Мелькнула мысль у полковника в поисках какой-нибудь активной деятельности, — дано соответствующее поручение агенту, каковым, теперь уже вне всякого сомнения, была Е. Г. Их обоих не интересовала моя реакция на всю эту детективную галиматью, так как она должна была утонуть в ожидавшей меня судьбе, о которой они оба, конечно, были информированы. У меня возникала иногда мысль сообщить моему следователю об этом событии и участии в нем полковника КГБ, "непогрешимого" ветреного любовника, но я это не сделал из донкихотской боязни осложнить положение Е. Г. Ведь ее могли вынудить сыграть позорную для патологоанатома и для каждого человека роль.

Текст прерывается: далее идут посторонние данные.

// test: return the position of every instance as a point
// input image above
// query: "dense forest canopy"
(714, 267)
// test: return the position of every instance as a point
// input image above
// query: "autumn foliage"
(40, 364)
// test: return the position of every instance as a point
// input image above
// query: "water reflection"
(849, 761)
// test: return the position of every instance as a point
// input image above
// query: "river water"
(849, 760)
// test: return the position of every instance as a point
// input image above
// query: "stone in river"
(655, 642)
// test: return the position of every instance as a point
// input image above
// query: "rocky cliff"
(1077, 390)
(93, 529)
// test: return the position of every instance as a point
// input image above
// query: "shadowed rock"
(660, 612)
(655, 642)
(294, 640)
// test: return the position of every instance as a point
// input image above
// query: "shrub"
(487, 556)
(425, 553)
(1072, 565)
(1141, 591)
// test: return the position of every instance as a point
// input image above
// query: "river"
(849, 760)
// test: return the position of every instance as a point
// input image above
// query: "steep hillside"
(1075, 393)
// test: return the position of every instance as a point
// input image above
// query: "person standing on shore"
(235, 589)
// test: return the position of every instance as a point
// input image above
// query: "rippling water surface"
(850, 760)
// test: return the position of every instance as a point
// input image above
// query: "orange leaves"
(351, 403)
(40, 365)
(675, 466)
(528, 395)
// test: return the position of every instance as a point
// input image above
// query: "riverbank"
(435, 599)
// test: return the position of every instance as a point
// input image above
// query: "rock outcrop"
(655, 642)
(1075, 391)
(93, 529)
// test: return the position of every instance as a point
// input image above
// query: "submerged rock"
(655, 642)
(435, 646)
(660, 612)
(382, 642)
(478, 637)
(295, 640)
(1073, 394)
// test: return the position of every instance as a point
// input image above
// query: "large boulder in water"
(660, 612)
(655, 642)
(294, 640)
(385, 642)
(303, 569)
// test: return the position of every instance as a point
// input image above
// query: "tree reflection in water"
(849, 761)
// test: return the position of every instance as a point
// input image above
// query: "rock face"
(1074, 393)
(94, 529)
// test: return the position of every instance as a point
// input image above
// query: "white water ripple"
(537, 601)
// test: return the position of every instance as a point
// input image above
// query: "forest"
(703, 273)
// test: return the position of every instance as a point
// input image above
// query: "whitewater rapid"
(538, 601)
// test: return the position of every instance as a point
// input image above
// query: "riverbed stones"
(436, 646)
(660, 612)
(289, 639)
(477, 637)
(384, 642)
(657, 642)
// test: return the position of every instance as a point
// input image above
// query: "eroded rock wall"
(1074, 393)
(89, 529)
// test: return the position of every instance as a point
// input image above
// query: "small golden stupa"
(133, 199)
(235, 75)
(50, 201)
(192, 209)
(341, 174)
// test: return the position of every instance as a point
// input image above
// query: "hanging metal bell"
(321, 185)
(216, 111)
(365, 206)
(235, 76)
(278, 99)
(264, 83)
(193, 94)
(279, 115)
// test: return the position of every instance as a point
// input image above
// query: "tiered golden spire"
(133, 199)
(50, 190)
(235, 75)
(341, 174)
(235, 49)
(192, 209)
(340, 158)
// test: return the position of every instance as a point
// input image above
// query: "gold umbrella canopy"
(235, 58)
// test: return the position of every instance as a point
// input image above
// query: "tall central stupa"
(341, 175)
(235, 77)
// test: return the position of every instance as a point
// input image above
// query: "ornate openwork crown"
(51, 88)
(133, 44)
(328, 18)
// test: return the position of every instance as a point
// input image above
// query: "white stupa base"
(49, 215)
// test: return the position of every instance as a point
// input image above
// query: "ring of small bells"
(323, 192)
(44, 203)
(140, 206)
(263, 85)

Я никак не смог также вспомнить какие-либо достойные внимания факты из моей прозекторской деятельности, объяснения которых требовал следователь. Я вспоминаю его настойчивый интерес к вскрытию какого-то новорожденного младенца, произведенному моей сотрудницей Р. М. Коган (теперь — прозектор в 1-й Градской больнице). Я не помню этого младенца, ни что с ним было, но в процессе вымогания криминальных материалов мой куратор впал буквально в истерический транс. Он рвал на себе воротник кителя, задыхался, у него были рвотные движения от надрывающего кашлевого харканья. По-видимому, во мне настолько силен мой врачебный стереотип, что я испугался за него, хотел кинуться к нему на помощь, от чего он меня удержал жестом (а вдруг задушу), и, памятуя его внимание ко мне в начале одного из допросов, о чем я писал выше, спросил у него, не нужно ли позвать врача. Сейчас мне кажется смешной эта парадоксальная ситуация: арестованного взволновало состояние его тюремщика, но в тот момент я над этим не задумался, как врач, я пожалел его — ведь мучается человек!

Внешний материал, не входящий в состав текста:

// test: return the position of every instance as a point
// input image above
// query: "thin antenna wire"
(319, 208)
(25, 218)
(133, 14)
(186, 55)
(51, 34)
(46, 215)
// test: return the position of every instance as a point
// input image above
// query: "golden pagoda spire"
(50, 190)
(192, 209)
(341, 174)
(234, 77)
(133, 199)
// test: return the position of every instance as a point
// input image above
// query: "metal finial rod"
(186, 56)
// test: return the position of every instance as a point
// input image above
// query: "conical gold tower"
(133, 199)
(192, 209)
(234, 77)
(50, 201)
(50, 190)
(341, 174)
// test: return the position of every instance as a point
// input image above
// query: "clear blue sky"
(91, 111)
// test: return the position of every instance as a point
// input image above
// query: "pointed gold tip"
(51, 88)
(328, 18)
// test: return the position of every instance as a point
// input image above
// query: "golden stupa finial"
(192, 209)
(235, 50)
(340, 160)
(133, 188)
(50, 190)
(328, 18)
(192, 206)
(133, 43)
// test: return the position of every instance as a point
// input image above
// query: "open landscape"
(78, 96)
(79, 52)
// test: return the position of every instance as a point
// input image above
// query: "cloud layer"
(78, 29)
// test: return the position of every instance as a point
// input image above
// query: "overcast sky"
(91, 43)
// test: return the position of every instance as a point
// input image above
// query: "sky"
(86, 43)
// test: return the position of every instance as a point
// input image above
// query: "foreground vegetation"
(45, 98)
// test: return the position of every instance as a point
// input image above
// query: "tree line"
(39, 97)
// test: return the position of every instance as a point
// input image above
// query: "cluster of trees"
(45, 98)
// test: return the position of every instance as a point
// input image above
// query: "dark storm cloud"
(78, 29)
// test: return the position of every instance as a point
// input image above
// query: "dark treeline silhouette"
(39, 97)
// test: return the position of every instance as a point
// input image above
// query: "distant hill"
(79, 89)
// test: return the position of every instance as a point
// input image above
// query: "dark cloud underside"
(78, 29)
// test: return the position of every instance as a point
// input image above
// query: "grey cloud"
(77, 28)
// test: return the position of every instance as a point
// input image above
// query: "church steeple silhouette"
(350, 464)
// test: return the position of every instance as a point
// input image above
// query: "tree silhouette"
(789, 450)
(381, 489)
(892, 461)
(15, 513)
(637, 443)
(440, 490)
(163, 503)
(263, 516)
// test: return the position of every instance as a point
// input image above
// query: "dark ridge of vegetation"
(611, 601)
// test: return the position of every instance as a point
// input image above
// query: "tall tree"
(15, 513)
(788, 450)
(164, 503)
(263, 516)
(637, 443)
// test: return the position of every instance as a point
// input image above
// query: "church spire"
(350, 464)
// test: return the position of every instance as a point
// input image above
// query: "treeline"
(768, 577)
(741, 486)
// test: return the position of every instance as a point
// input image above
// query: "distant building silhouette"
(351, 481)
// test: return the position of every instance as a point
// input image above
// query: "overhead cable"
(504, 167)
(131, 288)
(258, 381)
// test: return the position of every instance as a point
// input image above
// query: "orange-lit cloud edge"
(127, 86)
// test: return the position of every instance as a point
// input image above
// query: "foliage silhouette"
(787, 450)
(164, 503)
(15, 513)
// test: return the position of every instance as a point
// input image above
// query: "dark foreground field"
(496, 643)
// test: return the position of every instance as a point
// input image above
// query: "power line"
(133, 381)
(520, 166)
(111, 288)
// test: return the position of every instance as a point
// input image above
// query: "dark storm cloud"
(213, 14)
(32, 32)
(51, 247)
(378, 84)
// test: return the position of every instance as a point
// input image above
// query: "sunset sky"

Одержимость господствовавшей в МГБ идеей раскрытия заговоров охватила и моего куратора. В самом деле — если высшее начальство раскрыло заговор глобального масштаба в виде "дела врачей", то почему же ему не раскрыть (т. е. сочинить) "свой" заговор под его единоличным авторством, соответствующий по масштабу его чину, званию и служебному положению? Ведь это — сразу продвижение по служебной лестнице. И вот однажды мой куратор, по-видимому, выключив из своего сознания присутствие одного из заговорщиков, т. е. меня, стал с увлечением рисовать схему раскрытого им (в перспективе) заговора в 1-й Градской больнице. Точно видя перед собой аудиторию, с интересом слушающую его доклад, он изрекал в быстром темпе: "В центре — Топчан, от него нити тянутся…" — он стал называть фамилии евреев — работников 1-й Градской больницы (частью уже арестованных). Так может молодой начинающий ученый переживать в воображении свой будущий доклад о крупном, еще находящемся в мечтаниях, открытии перед восхищенной аудиторией. Мой следователь видел не меня, он в аутоэротизированном ослеплении видел внимательную и восхищенную аудиторию из генералов МГБ, перед которой он с указкой в руке тыкал в схему раскрытой им панорамы заговора. Это был настоящий творческий экстаз. Я не удержался и от всей души стал хохотать — до того смешным был этот открытый полет фантазии следователя МГБ. Мой хохот заразил и его. Он стал непроизвольно смеяться, но тут же быстро спохватился и, спустившись из своего полета в действительность, строго спросил: "Почему вы смеетесь?" Я ответил: "Вы с таким увлечением рисовали панораму сочиненного вами заговора, что трудно было удержаться от смеха". Он профессионально посерьезнел и перешел к очередным скучным делам. Эта коротенькая сценка в маленьком масштабе раскрывает механизм фабрикования и инсценировки заговоров разного масштаба в стенах МГБ. Здесь был ничем не сдерживаемый полет криминальной фантазии, жертвой которой пали тысячи и тысячи лучших советских людей. Дела по посмертной реабилитации этих жертв раскрывают механизм творчества этой адской драматургии, и на моих глазах происходило таинство зарождения этого творчества и техники его развития. Для меня это было почти научно-исследовательское наблюдение — видеть заговор in statu nascendi (в состоянии зарождения).